На некоторое время этот факт выгоден для провинции, она очищается благодаря этой эмиграции и переживает эру относительного спокойствия: никогда, быть может, деревни и села не имели меньших оснований бояться убийства и вооруженного грабежа, чем теперь. Но, к несчастью, привлекательность больших городов для преступников тесно связана с их влиянием на остальную нацию и с обаятельным могуществом их примера во всем. Поэтому есть основания опасаться, что выгода этого улучшения провинции недолговечна. Столицы передают провинции не только их политические и литературные вкусы, их ум или глупости, покрой их платья, фасон их шляп и их акцент, но еще и свои пороки и преступления. Покушение на невинность детей – преступление преимущественно городское, как показывает карта этого рода преступности: на ней можно видеть, как, распространяясь, оно образует грязное пятно вокруг больших городов. Каждая разновидность убийства и воровства, придуманная гением зла, прежде чем распространиться по всей Франции, рождается или насаждается в Париже, Марселе, Лионе и проч. Ряд трупов, разрезанных на куски, фигурировал впервые в 1876 году в деле Биллуара; в то время это разрезывание трупов локализовалось в Париже, Тулузе и Марселе, но потом перешло в Loir et Cher, в Eure et Loir К.

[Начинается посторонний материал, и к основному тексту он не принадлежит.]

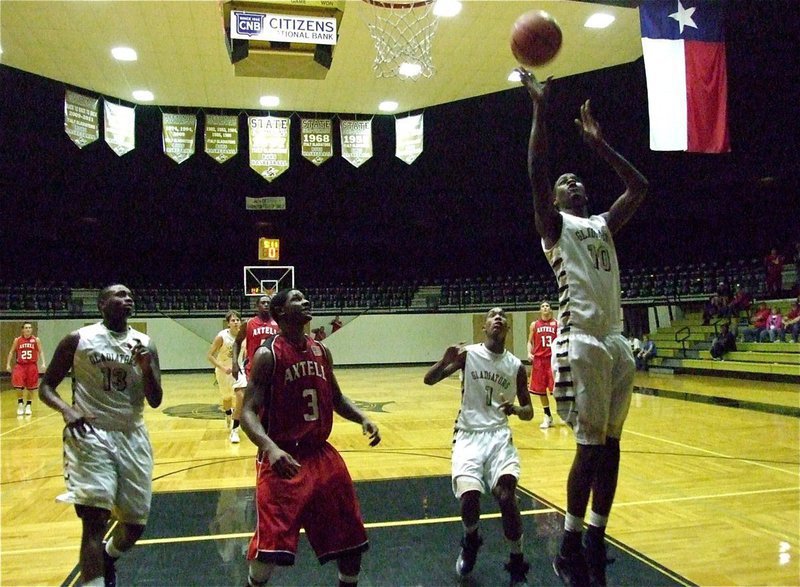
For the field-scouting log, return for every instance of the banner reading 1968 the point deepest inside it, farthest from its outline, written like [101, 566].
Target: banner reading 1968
[269, 145]
[80, 118]
[317, 139]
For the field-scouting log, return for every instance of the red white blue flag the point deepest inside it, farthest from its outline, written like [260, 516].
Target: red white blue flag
[683, 42]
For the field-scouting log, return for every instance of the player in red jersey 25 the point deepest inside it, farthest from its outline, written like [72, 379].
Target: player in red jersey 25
[26, 350]
[288, 409]
[540, 339]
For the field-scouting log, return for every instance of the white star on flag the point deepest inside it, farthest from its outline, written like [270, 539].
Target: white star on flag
[683, 16]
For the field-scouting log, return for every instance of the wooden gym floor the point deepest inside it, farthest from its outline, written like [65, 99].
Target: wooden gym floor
[709, 490]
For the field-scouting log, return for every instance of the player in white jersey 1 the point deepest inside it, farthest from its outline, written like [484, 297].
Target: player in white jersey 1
[220, 354]
[592, 361]
[484, 457]
[108, 460]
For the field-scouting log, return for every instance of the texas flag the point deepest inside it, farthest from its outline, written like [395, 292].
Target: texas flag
[683, 42]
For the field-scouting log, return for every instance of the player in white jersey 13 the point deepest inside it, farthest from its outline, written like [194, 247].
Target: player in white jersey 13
[592, 361]
[484, 457]
[108, 460]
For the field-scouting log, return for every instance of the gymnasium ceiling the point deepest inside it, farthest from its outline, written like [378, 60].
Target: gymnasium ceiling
[183, 60]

Женская выдумка обливать купоросом лицо любовника – чисто парижского происхождения. Честь этого изобретения принадлежит вдове Грас и относится к 1875 году; я знаю деревни, где посев дал богатую жатву, и где крестьянки упражняются в обмывании купоросом.
В 1881 году молодая актриса Клотильда У… в Ницце обливает купоросом своего любовника. Когда ее спросили, с каких пор ей пришла в голову мысль о мщении, она ответила: «В тот день, как я прочла в одном парижском журнале статью о женской мстительности».
Другим орудием женской мести служит револьвер: вслед за появлением его в одном громком процессе в Париже последовал аналогичный выстрел в Оксерре.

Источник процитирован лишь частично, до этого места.